Key Engineering Materials ◽

10.4028/www.scientific.net/kem.880.161 ◽

2021 ◽

Vol 880 ◽

pp. 161-167

Author(s):

Joaquin Humberto Aquino Rocha ◽

Fernando Palacios Galarza

Keyword(s):

Mechanical Properties ◽

Chemical Composition ◽

Flexural Strength ◽

Direct Effect ◽

Compression Strength ◽

Negative Impact ◽

Experimental Tests ◽

Strength Tests ◽

Different Types ◽

The Common

Waterproof additives and bonding agent mixtures are commonly employed in the setting up of render mortars. This practice often shows beneficial results, enhancing the properties of the common mortars. Yet, the use of these additives does not seem to have a direct effect on the mechanical properties of the mortars. This study thus aims to evaluate the influence of the use of waterproof and adhesion additives on the mechanical properties of render mortars. Based on their chemical composition, three different types of mortar admixtures were evaluated, using fourfold additive-mortar weight ratios: 0%, 1.5%, 3%, and 5%. Compressive and flexural strength tests were conducted after 28 days. The results showed a negative impact on the mechanical properties of the mortars. The lowest flexural and compression strength values reported are 1.52 and 4.57 (MPa), respectively.
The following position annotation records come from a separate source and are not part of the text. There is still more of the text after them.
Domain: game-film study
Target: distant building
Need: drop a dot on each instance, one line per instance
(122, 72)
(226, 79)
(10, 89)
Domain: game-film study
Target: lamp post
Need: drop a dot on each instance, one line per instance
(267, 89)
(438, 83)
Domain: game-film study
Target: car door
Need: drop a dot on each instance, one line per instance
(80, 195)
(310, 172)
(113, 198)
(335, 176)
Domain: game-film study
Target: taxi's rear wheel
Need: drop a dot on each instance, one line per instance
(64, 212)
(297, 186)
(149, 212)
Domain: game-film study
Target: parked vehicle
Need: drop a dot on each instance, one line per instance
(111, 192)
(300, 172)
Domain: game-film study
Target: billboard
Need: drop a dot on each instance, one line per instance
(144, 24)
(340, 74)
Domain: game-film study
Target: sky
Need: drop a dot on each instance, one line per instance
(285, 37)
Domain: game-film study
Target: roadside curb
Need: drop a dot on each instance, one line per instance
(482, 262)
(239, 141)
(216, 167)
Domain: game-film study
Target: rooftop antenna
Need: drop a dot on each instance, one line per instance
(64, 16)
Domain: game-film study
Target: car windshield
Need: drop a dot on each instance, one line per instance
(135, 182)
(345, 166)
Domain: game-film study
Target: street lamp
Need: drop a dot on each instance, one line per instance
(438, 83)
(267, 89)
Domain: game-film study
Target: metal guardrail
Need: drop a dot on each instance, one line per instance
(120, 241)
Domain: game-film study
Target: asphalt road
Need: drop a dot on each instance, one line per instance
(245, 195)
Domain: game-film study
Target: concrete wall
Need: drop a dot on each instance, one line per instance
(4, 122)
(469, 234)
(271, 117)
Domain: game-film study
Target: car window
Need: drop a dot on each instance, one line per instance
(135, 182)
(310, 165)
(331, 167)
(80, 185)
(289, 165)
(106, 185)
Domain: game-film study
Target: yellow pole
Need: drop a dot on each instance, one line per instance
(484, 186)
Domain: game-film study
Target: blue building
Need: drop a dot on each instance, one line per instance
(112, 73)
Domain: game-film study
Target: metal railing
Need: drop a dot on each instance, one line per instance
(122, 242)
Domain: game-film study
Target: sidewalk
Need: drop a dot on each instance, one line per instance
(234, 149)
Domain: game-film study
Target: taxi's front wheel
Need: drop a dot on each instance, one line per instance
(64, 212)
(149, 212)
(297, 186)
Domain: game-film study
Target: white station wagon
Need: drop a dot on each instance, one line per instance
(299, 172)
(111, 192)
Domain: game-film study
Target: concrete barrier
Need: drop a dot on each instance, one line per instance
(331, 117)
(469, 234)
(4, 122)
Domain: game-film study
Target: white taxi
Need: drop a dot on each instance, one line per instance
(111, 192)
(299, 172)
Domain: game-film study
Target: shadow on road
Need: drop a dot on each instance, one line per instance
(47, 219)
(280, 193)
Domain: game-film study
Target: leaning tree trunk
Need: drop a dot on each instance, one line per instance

However, all compressive and flexural strength values lied within the limit range recommended by the “Mortars applied on walls and ceilings” construction code (i.e., ABNT NBR 13281). It is compulsory to continue the experimental tests to determine render mortars mechanical properties with higher waterproof additive-mortar weight ratios since higher ratios might produce mortars with non-allowed mechanical properties.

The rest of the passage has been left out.